It’s Official! The 2018 District Attorney Race is on.

Welcome, and thank you for taking the time to visit us. I am Patrick Kolasinski, and if you live, work, or play in Stanislaus County, I want to be your next District Attorney. We have a long ways to go before the June 2018 election, but I know that, together, we can win this race and bring an era of accountability, transparency, and security to Stanislaus County!

Looking Forward

In the coming days, weeks and months, this site will be filled with information about my campaign, my platform, and all sorts of other fun stuff. For now, thank you for your patience, and please pardon our dust. Also, while you’re here, please take a moment to sign up to be a part of our campaign by completing our super-quick Campaign Sign-Up Form.

3 Replies to “It’s Official! The 2018 District Attorney Race is on.”

  1. Our current DA’s office has successfully prosecuted and convicted rapists, and has exhibited complete commitment to and empathy for victims of crime and victim’s families. They maintain excellent rapport with law enforcement, specifically regarding sex crimes. Current district attorney maintains close ties with state government (e.g. C. Galgiani, et al) and works closely with them to write tougher sentencing guidelines and other legislation for convicted criminals, paticularly for sex crimes. No mean feat in the current climate under Brown. Let’s say I agree an organizational cleanup of the DAs office is called for. I have questions that need to be addressed before I even consider switching my (fairly firm) allegiance to the present office holder. Birgit came to the office with extensive prosecution chops. You are a defense attorney. How did you choose that field? What is your experience in prosecution? How do you anticipate transitioning from your current position to its polar opposite? How do you balance your philosophy and values around the accused’s right to a fair trial with the aggressive prosecution stance required for this position? What core values drive your desicions about what cases are prosecuted? (I am not fond of prosecuting only what we can ‘win’; I think there’s other equally important factors that can and should impact that decision.) What do you bring to the table regarding sex crimes (and maybe crime in general) that is different from abd better than Fladager ? What are your thoughts on your role in state government?. Do you have a role? Do you have relationships with State officials? Who? Can you build and maintain a strong relationship with local law enforcement as Birgit’s office has done? How will you protect integilrity in that office? What is your leadership style? How will you garner respect for yourself and your office in our community? I suppose these questions are a good start… Thank you

    1. Hi April,

      I apologize for not approving your comment earlier, but I only just now saw it on our system, buried in a stack of spam comments. Thank you for taking the time to raise your questions, I’m happy to answer them as best I can. I’ll try to be brief here in the comments section, and will work on a dedicated post to answer your questions in detail shortly.

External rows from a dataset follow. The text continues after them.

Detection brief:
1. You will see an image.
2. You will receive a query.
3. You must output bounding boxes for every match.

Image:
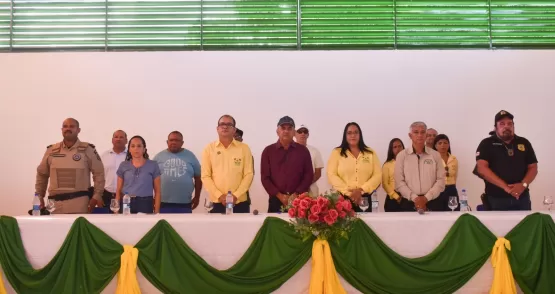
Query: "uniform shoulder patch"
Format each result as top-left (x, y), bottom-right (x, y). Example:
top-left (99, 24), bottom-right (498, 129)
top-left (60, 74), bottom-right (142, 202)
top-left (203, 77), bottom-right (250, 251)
top-left (89, 143), bottom-right (96, 148)
top-left (46, 144), bottom-right (52, 149)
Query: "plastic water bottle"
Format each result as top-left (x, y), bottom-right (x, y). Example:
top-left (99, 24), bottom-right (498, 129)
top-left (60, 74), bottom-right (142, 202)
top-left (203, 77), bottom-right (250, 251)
top-left (226, 191), bottom-right (234, 215)
top-left (123, 193), bottom-right (131, 215)
top-left (32, 193), bottom-right (41, 216)
top-left (460, 189), bottom-right (470, 212)
top-left (371, 191), bottom-right (379, 213)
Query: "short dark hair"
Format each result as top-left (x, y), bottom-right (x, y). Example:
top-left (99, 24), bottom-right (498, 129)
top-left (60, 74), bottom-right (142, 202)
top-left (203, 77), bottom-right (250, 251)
top-left (168, 131), bottom-right (183, 140)
top-left (235, 128), bottom-right (243, 137)
top-left (218, 114), bottom-right (236, 127)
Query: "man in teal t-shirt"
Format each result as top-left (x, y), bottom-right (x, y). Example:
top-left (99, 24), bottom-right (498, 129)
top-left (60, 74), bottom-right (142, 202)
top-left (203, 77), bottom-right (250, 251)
top-left (153, 131), bottom-right (202, 213)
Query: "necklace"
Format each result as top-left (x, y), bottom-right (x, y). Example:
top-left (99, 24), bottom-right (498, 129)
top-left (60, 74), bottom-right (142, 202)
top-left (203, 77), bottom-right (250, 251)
top-left (503, 142), bottom-right (514, 157)
top-left (496, 135), bottom-right (515, 156)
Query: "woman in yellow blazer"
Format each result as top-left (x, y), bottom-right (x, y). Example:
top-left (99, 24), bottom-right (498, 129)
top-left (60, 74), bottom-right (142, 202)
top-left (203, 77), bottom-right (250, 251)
top-left (434, 134), bottom-right (459, 211)
top-left (327, 122), bottom-right (382, 212)
top-left (382, 138), bottom-right (405, 212)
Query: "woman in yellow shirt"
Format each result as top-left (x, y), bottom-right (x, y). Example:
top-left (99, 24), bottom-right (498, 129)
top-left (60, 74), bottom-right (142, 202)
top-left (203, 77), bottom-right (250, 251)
top-left (327, 122), bottom-right (382, 212)
top-left (382, 138), bottom-right (405, 212)
top-left (434, 134), bottom-right (459, 211)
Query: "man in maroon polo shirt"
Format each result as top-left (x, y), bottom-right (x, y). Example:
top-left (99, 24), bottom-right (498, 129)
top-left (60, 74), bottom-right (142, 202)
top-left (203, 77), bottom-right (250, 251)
top-left (261, 116), bottom-right (314, 213)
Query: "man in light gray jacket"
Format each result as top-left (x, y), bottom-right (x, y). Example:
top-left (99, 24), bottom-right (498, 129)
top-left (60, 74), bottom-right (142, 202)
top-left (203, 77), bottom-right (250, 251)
top-left (395, 121), bottom-right (446, 212)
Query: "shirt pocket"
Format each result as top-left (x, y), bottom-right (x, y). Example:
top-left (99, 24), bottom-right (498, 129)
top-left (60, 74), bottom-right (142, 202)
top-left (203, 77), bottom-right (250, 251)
top-left (425, 158), bottom-right (438, 181)
top-left (231, 156), bottom-right (244, 174)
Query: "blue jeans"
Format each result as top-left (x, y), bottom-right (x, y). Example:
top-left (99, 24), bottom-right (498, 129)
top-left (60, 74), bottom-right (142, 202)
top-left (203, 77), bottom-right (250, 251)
top-left (487, 191), bottom-right (531, 211)
top-left (160, 202), bottom-right (192, 213)
top-left (119, 196), bottom-right (154, 214)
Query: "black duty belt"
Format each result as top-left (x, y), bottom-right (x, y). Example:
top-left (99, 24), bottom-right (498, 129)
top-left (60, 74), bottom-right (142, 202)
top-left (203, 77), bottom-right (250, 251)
top-left (48, 191), bottom-right (89, 201)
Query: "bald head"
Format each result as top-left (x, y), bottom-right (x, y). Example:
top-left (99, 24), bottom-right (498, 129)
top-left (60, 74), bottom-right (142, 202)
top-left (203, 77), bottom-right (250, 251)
top-left (61, 118), bottom-right (80, 141)
top-left (112, 130), bottom-right (128, 151)
top-left (63, 118), bottom-right (79, 128)
top-left (426, 128), bottom-right (438, 148)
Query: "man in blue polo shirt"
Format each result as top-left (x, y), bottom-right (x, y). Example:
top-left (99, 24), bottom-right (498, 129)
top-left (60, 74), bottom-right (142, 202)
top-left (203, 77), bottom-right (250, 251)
top-left (153, 131), bottom-right (202, 213)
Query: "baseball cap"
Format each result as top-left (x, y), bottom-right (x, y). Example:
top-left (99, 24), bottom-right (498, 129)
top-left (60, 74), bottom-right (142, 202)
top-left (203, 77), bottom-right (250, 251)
top-left (296, 124), bottom-right (309, 131)
top-left (495, 110), bottom-right (514, 124)
top-left (277, 116), bottom-right (295, 128)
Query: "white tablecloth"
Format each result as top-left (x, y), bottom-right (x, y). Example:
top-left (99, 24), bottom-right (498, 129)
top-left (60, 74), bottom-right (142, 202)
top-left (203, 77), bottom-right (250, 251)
top-left (2, 211), bottom-right (552, 293)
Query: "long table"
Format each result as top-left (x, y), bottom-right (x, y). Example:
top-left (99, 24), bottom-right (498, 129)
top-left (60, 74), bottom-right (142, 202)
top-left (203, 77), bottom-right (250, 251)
top-left (3, 211), bottom-right (550, 293)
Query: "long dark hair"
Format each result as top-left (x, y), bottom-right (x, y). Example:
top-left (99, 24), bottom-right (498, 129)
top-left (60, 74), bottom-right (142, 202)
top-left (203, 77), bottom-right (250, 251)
top-left (338, 122), bottom-right (371, 157)
top-left (385, 138), bottom-right (404, 163)
top-left (433, 134), bottom-right (452, 154)
top-left (126, 135), bottom-right (150, 161)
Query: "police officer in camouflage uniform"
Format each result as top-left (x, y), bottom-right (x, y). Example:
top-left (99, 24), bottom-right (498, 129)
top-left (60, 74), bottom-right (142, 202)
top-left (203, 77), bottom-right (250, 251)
top-left (35, 118), bottom-right (105, 213)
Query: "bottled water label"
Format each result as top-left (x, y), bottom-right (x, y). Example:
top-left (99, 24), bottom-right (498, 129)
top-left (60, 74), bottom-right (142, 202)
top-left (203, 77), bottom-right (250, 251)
top-left (226, 203), bottom-right (233, 209)
top-left (33, 204), bottom-right (40, 210)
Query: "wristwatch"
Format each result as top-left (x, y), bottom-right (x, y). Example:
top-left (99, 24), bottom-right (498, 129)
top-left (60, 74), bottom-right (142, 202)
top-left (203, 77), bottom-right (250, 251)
top-left (522, 182), bottom-right (528, 188)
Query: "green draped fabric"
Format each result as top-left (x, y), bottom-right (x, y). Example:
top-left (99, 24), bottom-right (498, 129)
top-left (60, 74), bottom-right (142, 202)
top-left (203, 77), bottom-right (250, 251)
top-left (135, 217), bottom-right (313, 294)
top-left (506, 212), bottom-right (555, 294)
top-left (0, 216), bottom-right (122, 294)
top-left (0, 213), bottom-right (554, 294)
top-left (330, 214), bottom-right (497, 294)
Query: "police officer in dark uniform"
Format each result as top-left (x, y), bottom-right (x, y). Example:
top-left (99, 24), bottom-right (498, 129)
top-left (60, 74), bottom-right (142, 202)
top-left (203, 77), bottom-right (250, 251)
top-left (475, 110), bottom-right (538, 210)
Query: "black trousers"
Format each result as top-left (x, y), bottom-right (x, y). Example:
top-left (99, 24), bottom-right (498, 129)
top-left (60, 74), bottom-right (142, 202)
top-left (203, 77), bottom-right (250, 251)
top-left (437, 185), bottom-right (460, 211)
top-left (211, 201), bottom-right (250, 213)
top-left (268, 196), bottom-right (284, 213)
top-left (102, 190), bottom-right (116, 207)
top-left (487, 191), bottom-right (531, 211)
top-left (350, 193), bottom-right (372, 213)
top-left (384, 194), bottom-right (403, 212)
top-left (399, 196), bottom-right (445, 212)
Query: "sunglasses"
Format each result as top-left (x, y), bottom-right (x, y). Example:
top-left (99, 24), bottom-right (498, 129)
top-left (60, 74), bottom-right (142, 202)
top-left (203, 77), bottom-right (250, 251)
top-left (218, 122), bottom-right (235, 128)
top-left (297, 129), bottom-right (308, 134)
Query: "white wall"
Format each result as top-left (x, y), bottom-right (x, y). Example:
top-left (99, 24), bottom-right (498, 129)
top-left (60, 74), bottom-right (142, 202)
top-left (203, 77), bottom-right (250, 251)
top-left (0, 50), bottom-right (552, 216)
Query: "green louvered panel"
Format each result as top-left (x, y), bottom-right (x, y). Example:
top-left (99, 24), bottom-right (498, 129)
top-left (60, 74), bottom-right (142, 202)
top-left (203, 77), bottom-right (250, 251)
top-left (301, 0), bottom-right (394, 49)
top-left (202, 0), bottom-right (297, 49)
top-left (491, 0), bottom-right (555, 48)
top-left (0, 0), bottom-right (10, 49)
top-left (108, 0), bottom-right (201, 48)
top-left (12, 0), bottom-right (105, 48)
top-left (396, 0), bottom-right (490, 48)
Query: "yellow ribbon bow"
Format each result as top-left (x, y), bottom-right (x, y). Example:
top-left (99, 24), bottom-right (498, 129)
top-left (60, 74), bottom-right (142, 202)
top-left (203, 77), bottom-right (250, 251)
top-left (0, 269), bottom-right (7, 294)
top-left (309, 239), bottom-right (346, 294)
top-left (489, 237), bottom-right (516, 294)
top-left (116, 245), bottom-right (141, 294)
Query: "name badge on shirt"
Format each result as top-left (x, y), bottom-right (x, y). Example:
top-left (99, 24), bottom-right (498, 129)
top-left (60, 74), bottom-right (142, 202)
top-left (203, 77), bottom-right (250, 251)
top-left (234, 158), bottom-right (242, 166)
top-left (424, 159), bottom-right (433, 165)
top-left (362, 156), bottom-right (370, 163)
top-left (518, 144), bottom-right (525, 151)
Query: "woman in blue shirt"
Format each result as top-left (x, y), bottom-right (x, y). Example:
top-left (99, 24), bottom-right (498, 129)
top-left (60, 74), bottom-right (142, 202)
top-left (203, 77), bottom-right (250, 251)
top-left (116, 135), bottom-right (161, 213)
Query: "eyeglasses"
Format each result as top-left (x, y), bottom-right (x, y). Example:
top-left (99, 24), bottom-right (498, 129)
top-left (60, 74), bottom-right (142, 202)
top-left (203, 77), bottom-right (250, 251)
top-left (296, 130), bottom-right (308, 134)
top-left (445, 166), bottom-right (450, 177)
top-left (218, 123), bottom-right (235, 128)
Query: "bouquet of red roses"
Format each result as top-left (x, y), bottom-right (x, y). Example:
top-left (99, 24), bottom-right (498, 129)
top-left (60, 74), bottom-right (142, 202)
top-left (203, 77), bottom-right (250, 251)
top-left (284, 190), bottom-right (357, 242)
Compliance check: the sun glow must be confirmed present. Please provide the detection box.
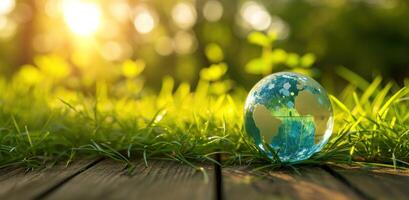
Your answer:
[0,0,15,15]
[62,0,101,36]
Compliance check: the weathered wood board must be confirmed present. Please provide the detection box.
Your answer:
[0,159,99,200]
[45,159,214,200]
[334,167,409,200]
[0,159,408,200]
[222,166,362,200]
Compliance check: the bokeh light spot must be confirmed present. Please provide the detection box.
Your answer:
[172,2,197,29]
[110,1,131,22]
[174,31,197,55]
[101,41,123,61]
[240,1,271,31]
[203,0,223,22]
[133,8,156,34]
[0,16,17,39]
[269,16,290,40]
[62,0,101,36]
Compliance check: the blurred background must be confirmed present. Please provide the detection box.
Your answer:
[0,0,408,91]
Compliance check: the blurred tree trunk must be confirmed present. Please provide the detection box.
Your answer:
[17,0,36,67]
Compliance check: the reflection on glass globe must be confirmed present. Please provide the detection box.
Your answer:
[244,72,333,162]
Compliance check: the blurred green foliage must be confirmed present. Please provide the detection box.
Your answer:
[245,31,316,76]
[0,0,408,90]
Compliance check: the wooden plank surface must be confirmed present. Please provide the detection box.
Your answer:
[45,159,214,200]
[222,166,363,200]
[334,167,409,200]
[0,159,100,200]
[0,158,408,200]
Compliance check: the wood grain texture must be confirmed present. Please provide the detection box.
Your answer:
[334,167,409,200]
[223,167,362,200]
[0,159,99,200]
[45,159,214,200]
[0,166,19,178]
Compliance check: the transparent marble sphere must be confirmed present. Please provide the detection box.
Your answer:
[244,72,333,162]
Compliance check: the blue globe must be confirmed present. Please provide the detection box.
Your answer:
[244,72,334,162]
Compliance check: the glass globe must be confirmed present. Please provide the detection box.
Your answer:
[244,72,333,162]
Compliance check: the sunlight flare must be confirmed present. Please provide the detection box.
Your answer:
[0,0,15,15]
[62,0,102,36]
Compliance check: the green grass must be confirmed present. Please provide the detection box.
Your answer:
[0,33,408,170]
[0,66,408,170]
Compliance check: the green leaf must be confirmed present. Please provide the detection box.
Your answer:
[286,53,299,68]
[205,43,224,63]
[267,31,278,42]
[336,66,370,91]
[270,49,287,63]
[244,58,270,75]
[372,82,393,114]
[330,95,351,114]
[200,63,228,81]
[300,53,316,68]
[379,87,408,118]
[248,32,271,47]
[360,76,382,104]
[122,59,145,79]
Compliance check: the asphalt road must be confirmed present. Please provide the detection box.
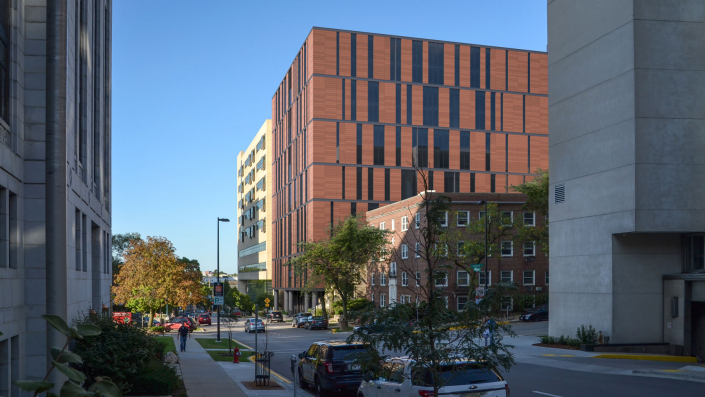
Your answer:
[198,318,704,397]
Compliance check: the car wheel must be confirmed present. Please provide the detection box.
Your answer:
[298,370,308,389]
[315,376,327,397]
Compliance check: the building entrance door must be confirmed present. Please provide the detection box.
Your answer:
[691,302,705,362]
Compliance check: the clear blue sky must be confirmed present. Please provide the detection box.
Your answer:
[112,0,547,275]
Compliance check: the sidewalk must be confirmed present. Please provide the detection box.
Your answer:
[177,334,298,397]
[633,365,705,384]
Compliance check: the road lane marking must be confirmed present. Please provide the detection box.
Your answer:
[533,392,563,397]
[248,355,292,384]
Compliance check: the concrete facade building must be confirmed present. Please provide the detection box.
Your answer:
[236,120,273,300]
[270,27,548,314]
[548,0,704,358]
[0,0,113,391]
[365,192,548,310]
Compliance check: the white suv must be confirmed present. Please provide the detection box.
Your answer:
[357,358,509,397]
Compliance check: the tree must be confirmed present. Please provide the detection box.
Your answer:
[290,215,390,329]
[351,167,516,397]
[113,236,204,326]
[511,168,549,254]
[112,232,141,276]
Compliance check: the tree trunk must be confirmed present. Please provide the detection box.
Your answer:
[149,309,155,329]
[321,293,328,320]
[341,296,349,330]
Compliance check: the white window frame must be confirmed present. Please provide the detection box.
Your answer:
[478,271,492,286]
[371,273,375,286]
[501,297,513,311]
[415,242,421,258]
[401,295,411,304]
[371,293,375,302]
[380,294,386,307]
[401,272,408,286]
[457,211,469,227]
[500,270,513,283]
[523,241,536,257]
[415,213,421,228]
[443,296,449,308]
[391,219,395,230]
[524,211,535,227]
[401,216,408,231]
[415,271,421,287]
[457,241,465,257]
[440,211,448,227]
[457,270,469,286]
[380,222,386,230]
[523,270,535,286]
[381,272,387,286]
[457,296,469,311]
[545,271,549,285]
[435,271,448,287]
[501,241,513,257]
[401,244,408,259]
[501,211,513,226]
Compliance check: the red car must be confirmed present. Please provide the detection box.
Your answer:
[164,317,196,332]
[197,313,211,325]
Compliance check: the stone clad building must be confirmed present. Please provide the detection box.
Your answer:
[269,27,548,313]
[0,0,112,391]
[365,192,548,310]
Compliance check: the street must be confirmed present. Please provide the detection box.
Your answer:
[195,318,705,397]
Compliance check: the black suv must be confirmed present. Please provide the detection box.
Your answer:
[292,341,366,396]
[267,311,284,323]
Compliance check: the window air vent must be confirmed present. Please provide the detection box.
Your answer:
[555,184,565,204]
[525,256,535,262]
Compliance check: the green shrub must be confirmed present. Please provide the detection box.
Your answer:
[149,326,165,333]
[558,335,566,345]
[539,335,556,344]
[566,337,581,348]
[576,325,598,344]
[73,312,162,394]
[128,359,179,396]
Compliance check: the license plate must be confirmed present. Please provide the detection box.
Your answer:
[348,364,360,370]
[461,393,488,397]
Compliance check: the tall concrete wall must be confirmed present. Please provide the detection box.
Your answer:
[548,0,705,342]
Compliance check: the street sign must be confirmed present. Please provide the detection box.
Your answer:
[470,264,483,272]
[265,303,269,307]
[264,298,271,304]
[214,283,224,297]
[214,296,224,306]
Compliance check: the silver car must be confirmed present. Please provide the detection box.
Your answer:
[244,318,265,333]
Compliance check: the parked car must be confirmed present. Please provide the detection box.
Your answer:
[244,318,266,333]
[231,308,242,317]
[164,317,195,332]
[519,304,548,322]
[197,313,212,325]
[293,341,366,395]
[357,358,509,397]
[353,320,385,335]
[304,316,329,330]
[267,311,284,323]
[292,313,309,328]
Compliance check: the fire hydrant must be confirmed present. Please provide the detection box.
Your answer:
[233,347,241,364]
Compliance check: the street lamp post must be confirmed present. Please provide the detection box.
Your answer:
[217,217,230,342]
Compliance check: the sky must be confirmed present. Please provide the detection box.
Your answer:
[112,0,547,275]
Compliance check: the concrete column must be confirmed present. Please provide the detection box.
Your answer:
[304,292,310,312]
[312,292,318,312]
[287,291,293,313]
[284,291,289,314]
[274,290,280,311]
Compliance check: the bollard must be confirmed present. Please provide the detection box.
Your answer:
[233,347,241,363]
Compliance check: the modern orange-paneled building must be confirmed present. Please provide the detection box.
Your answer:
[270,28,547,313]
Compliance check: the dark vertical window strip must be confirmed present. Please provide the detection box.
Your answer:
[523,95,526,133]
[356,124,362,164]
[342,79,346,120]
[351,202,357,215]
[505,50,508,91]
[336,122,340,163]
[527,53,531,93]
[396,84,401,124]
[351,33,357,77]
[528,136,531,173]
[455,172,460,193]
[450,89,459,128]
[500,93,504,131]
[342,166,346,199]
[460,131,470,170]
[470,47,480,88]
[423,86,439,127]
[373,125,385,165]
[454,45,460,87]
[490,92,496,131]
[485,133,491,171]
[336,32,339,76]
[368,81,379,122]
[395,39,401,81]
[407,84,412,125]
[385,169,390,201]
[330,202,334,230]
[475,91,485,130]
[412,40,423,83]
[357,167,362,199]
[368,35,374,78]
[351,80,357,120]
[368,168,374,200]
[486,48,491,89]
[433,129,449,169]
[491,174,496,193]
[428,42,444,85]
[429,171,434,191]
[396,127,401,167]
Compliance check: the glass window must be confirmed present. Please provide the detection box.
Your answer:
[401,244,408,259]
[457,271,469,286]
[434,129,449,169]
[391,219,395,230]
[351,33,357,77]
[412,128,428,168]
[356,167,362,200]
[401,170,417,200]
[501,241,513,257]
[470,47,480,88]
[457,296,469,311]
[457,211,469,227]
[388,363,405,383]
[415,213,421,228]
[371,273,375,286]
[368,35,374,78]
[523,241,535,256]
[501,211,513,226]
[401,272,408,286]
[368,82,379,122]
[401,216,408,231]
[475,91,485,130]
[396,126,402,166]
[545,271,549,285]
[523,271,535,286]
[381,273,387,286]
[450,89,459,128]
[357,124,363,164]
[428,42,444,85]
[500,271,512,283]
[423,87,439,127]
[380,294,386,307]
[440,211,448,227]
[416,271,421,287]
[379,222,385,230]
[415,242,421,258]
[457,241,465,257]
[524,212,535,226]
[412,40,423,83]
[478,271,491,286]
[435,272,448,287]
[374,125,385,165]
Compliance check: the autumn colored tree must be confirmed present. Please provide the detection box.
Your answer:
[113,236,203,325]
[511,168,549,254]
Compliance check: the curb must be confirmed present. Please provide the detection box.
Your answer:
[593,354,697,363]
[633,370,705,384]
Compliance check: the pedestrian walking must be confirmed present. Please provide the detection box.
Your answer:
[483,316,495,347]
[178,321,190,352]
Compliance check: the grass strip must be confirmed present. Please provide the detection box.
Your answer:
[195,338,249,350]
[154,336,177,354]
[206,349,254,362]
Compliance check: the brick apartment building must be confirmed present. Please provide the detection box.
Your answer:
[269,27,548,313]
[365,192,548,311]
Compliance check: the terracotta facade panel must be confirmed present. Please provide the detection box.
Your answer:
[529,53,548,95]
[490,133,506,173]
[449,130,460,170]
[380,82,396,124]
[374,168,385,201]
[412,85,423,126]
[422,41,428,84]
[358,81,368,122]
[385,125,396,166]
[491,49,506,91]
[444,43,455,86]
[470,131,485,171]
[312,29,337,76]
[356,33,368,79]
[400,39,413,82]
[507,134,529,174]
[459,89,475,129]
[503,93,523,133]
[339,32,351,77]
[475,173,491,193]
[400,127,413,167]
[362,124,374,165]
[479,47,486,89]
[507,51,528,92]
[374,35,390,81]
[530,135,549,172]
[439,87,450,128]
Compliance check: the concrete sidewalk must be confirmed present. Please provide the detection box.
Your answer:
[176,334,247,396]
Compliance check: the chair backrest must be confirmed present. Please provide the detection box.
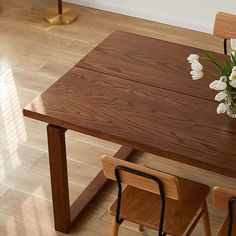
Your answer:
[213,186,236,213]
[214,12,236,39]
[101,155,181,200]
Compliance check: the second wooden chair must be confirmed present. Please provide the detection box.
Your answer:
[213,186,236,236]
[214,12,236,55]
[102,155,212,236]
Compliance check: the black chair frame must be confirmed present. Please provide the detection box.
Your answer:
[114,165,167,236]
[228,197,236,236]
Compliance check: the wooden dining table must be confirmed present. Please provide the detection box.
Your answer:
[23,31,236,233]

      For this short answer, I hope you don’t mind if I take your questions a bit out of order. First, allow me to address the perception that, as a defense attorney, I am the “polar opposite” of a prosecutor. I disagree – both of us work toward the same goal, justice, in the same environment. Both of our professions deal closely with law enforcement, witnesses, defendants, victims, and the courts. We may take opposite sides of issues in court, but much of our focus and work is the same. Defense attorneys are fond of explaining that we don’t work to get people “off” on charges, we work to ensure that the system, and especially prosecutors and law enforcement, do their job correctly and that justice is served. Prosecutors, in turn, make sure (in selecting the cases to file) that law enforcement officers have done their work correctly, and then hold the defense to account so that our side doesn’t act improperly. Both sides fight to ensure that the courts are not biased to one side or the other, and each side has a duty to make sure that the rules are followed by everyone. I have experienced your colleagues (properly) dismissing cases where police misconduct is found, and have myself acted to make sure my own witnesses and clients don’t get the idea that they can lie on the stand. At the end of the day, if each side does its job competently and honestly, justice is served.

      The remaining questions deserve a more detailed response than I can provide here, but I promise I will give you a full and detailed answer in a separate post soon. I thank you in advance for your patience. Additionally, if you and/or your colleagues would like to meet in person to discuss where I stand and take a measure of my preparedness and qualification to lead your office, I would happily oblige.

      Thank you,
      Patrick

  2. I am primarily a civil attorney with some criminal defense experience from long ago. I have been dismayed by some of the cases our district attorney has decided to pursue. But I rely on what my colleagues say who defend or have in the past prosecuted the accused. Patrick is smart, well informed and has a good organizational background. I have consulted with him on behalf of clients and I like his forthright and well reasoned approach. I also especially appreciate his integrity and enthusiasm. I think he would be a great District Attorney and support him in this race.